Un projet qui prospère sur une terre où les sojeiros (les planteurs de soja) sont en majorité ultra-conservateurs. Ils rejettent l’idée de changement climatique et soutiennent Jair Bolsonaro. (...)
Démonstration de force de ce lobby, la loi est passée en procédure d’urgence, nécessitant le vote de deux tiers des élu·es : seuls deux se sont abstenus. « Ici sont testées les idées les plus rétrogrades en termes environnementaux. Si ça passe, c’est répliqué ailleurs. » Le Rondônia voisin a voté une législation similaire, à l’étude ailleurs en Amazonie et au Congrès national. Mais elle n’est pas la seule du genre. (...)

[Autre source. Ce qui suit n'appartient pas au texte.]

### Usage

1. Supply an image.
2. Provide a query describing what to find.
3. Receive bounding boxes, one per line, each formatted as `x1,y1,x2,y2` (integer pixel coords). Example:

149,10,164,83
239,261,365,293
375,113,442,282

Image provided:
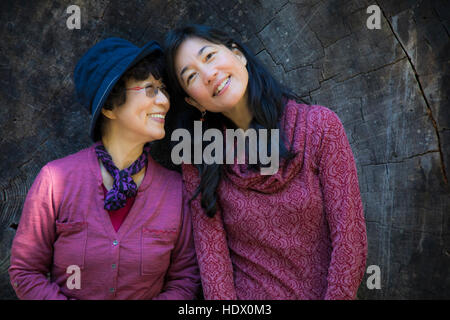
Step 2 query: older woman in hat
9,38,199,299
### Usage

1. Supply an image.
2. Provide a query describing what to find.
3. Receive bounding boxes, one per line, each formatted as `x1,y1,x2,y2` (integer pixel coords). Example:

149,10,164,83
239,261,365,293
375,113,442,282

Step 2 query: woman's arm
319,109,367,300
154,187,200,300
9,166,68,300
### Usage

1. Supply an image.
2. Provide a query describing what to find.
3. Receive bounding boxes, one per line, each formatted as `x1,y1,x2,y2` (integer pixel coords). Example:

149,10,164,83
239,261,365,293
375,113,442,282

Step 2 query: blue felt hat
74,38,162,140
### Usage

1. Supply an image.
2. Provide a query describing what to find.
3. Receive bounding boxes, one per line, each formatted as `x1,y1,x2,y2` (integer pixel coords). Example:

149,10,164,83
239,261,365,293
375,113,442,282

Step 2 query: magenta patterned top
183,101,367,300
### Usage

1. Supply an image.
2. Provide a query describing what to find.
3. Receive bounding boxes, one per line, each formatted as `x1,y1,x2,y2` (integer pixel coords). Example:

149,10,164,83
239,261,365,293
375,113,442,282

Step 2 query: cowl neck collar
224,100,308,193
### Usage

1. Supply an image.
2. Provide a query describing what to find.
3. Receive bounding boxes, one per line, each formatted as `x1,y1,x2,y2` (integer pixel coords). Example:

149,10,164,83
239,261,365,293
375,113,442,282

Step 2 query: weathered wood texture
0,0,450,299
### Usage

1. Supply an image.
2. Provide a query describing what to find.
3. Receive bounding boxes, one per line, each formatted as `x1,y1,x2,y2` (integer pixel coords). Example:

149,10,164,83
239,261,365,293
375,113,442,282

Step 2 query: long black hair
164,24,308,217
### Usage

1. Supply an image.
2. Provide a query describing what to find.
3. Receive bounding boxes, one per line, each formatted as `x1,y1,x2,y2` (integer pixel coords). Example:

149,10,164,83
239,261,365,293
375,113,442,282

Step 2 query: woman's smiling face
102,75,170,142
175,38,248,112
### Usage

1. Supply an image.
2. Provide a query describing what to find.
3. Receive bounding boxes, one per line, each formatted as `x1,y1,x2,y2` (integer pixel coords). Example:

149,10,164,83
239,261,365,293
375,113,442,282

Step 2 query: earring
200,110,206,121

Avec les sécheresses qui s’intensifient, le Mato Grosso réfléchit à requalifier certaines régions d’Amazonie en zones Cerrado, moins protégées. « Avec le temps et beaucoup d’argent, ils se sont professionnalisés, disposent de relais au sein de l’ordre des avocats, du ministère public… Tous les espaces de pouvoir pour avancer sans contraintes », continue Edilene Fernandes.

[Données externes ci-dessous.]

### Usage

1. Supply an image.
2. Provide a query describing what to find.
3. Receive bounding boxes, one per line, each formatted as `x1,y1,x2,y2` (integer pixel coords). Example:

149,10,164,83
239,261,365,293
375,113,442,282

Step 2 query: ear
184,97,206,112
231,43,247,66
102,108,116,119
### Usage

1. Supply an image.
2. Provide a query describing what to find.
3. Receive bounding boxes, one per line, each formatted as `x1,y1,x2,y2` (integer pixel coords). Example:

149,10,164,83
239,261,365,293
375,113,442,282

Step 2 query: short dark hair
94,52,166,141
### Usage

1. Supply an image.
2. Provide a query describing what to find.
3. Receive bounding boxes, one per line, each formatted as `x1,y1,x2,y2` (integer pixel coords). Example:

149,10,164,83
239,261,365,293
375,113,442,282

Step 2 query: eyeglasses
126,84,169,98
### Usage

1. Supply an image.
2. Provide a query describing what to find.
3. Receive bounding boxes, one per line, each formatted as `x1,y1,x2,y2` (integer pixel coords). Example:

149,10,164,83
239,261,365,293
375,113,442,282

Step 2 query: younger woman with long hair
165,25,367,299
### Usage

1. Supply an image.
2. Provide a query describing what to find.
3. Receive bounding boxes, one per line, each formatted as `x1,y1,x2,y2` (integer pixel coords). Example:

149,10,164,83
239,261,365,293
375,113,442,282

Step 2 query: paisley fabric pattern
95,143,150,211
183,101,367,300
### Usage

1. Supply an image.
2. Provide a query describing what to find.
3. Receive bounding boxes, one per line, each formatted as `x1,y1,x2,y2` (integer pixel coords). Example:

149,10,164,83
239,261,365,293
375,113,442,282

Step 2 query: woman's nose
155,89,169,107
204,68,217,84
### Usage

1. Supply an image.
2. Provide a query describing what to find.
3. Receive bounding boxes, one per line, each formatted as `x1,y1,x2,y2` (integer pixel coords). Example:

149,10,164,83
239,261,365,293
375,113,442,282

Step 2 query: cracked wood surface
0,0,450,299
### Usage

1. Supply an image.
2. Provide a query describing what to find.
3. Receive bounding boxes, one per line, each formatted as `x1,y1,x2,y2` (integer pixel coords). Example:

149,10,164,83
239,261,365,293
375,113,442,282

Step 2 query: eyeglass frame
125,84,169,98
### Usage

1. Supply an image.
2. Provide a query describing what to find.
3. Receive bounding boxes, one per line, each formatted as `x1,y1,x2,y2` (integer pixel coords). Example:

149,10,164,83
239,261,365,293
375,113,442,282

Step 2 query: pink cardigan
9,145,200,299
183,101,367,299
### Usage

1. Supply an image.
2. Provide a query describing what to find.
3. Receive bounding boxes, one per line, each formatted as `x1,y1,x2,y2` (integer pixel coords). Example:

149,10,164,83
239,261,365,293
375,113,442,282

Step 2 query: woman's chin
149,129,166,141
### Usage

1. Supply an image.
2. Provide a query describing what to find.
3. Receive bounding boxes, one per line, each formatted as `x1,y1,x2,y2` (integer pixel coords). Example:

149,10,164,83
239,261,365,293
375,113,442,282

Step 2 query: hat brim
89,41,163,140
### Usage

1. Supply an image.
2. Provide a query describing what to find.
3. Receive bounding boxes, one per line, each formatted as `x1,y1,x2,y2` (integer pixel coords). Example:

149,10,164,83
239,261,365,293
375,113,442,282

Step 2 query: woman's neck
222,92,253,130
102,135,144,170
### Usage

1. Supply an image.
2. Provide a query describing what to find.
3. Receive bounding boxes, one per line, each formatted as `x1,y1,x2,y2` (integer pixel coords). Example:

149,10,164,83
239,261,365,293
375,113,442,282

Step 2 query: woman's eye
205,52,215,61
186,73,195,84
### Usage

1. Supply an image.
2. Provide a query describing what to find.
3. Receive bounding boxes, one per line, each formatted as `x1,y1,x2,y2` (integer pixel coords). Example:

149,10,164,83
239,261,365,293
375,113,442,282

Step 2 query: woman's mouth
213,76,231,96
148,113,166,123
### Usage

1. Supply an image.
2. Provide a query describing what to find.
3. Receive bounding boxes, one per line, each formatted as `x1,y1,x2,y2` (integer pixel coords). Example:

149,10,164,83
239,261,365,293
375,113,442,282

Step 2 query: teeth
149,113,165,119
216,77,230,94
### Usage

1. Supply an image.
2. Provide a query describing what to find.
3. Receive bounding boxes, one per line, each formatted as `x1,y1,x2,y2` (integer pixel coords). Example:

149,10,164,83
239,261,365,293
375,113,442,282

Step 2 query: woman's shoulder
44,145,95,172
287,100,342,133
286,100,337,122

Il faut dire que le soja est devenu l’un des piliers économiques du Brésil, principal producteur mondial (...)
Ce siège contre le moratoire se consolide à moins d’un an de la COP30, qui se tiendra à Belém, en Amazonie. Et pourtant, face à ces menaces, le gouvernement fédéral est atone. Pire, venu du Mato Grosso et membre du PSD (Parti social démocratique) qui occupe toujours plus d’espace dans la coalition gouvernementale, le ministre de l’agriculture, Carlos Fávaro, probablement poussé par ses prétentions au poste de gouverneur en 2026, a repris l’argumentaire de l’Aprosoja. Pour lui, « le moratoire crée une légitime insatisfaction chez les producteurs ». (...)
Si le moratoire venait à disparaître, 10 millions d’hectares déforestés entre 2008 et 2020 pourraient alors servir à cultiver un or vert exportable vers l’Europe. Des terres stratégiquement positionnées, car souvent « nettoyées » en raison de leur proximité avec de nouvelles infrastructures (routes comme la BR-163 ou les ports de Santarém et Itaituba).

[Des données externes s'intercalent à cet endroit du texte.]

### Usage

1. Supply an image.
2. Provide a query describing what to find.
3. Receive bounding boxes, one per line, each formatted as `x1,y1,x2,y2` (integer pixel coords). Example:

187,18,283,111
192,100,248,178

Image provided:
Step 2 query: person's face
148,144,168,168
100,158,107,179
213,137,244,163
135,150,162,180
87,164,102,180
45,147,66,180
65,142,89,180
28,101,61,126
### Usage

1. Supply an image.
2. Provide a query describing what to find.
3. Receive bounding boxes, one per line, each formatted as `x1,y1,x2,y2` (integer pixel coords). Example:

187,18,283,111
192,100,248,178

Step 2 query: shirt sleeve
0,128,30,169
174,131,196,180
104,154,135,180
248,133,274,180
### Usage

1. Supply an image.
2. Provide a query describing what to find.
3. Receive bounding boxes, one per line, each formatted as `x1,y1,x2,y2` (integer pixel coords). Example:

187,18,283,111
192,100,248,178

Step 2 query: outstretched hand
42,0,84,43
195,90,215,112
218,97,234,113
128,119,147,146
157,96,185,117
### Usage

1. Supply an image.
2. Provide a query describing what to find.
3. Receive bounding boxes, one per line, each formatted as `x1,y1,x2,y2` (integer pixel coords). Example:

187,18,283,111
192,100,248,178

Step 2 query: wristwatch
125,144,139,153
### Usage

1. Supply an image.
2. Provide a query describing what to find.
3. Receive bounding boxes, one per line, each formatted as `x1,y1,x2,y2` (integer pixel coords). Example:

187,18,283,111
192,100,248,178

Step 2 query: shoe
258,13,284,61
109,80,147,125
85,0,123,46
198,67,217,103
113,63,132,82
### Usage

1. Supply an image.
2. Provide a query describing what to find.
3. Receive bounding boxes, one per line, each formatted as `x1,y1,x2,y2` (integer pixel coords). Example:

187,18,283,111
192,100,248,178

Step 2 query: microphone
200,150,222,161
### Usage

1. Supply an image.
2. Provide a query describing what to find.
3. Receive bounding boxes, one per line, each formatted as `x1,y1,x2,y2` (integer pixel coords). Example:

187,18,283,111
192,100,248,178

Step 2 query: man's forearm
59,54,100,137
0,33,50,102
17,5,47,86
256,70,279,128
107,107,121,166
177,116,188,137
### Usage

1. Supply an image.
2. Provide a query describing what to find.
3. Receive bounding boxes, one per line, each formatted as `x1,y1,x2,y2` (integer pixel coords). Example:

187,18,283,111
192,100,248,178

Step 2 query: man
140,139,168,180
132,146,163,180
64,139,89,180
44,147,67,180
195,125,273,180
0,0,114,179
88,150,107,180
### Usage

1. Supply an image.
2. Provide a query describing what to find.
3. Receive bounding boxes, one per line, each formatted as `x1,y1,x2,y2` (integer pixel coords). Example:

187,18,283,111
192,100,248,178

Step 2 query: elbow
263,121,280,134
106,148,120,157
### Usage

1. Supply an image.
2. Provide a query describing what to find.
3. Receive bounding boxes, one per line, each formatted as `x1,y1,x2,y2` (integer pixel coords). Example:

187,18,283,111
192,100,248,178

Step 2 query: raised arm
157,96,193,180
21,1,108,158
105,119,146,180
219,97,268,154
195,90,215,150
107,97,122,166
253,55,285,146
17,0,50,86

Or Cargill et Bunge ont lourdement investi pour améliorer la logistique entre le Mato Grosso et le fleuve Amazone, qui ouvre la voie vers l’Atlantique. Sur ces produits à faible valeur ajoutée, la rentabilité se joue sur l’amélioration du transport et la réduction des distances. « Ces entreprises espèrent voir croître, autour de ce nœud logistique, un nouveau hub de production de soja », estime Boris Patentreger. La logique de la destruction se répéterait alors : l’agriculture acquiert les terres valorisées par des infrastructures, repoussant les bœufs, qui permettent d’occuper la terre avant une éventuelle hausse des prix, vers une nouvelle frontière de la déforestation.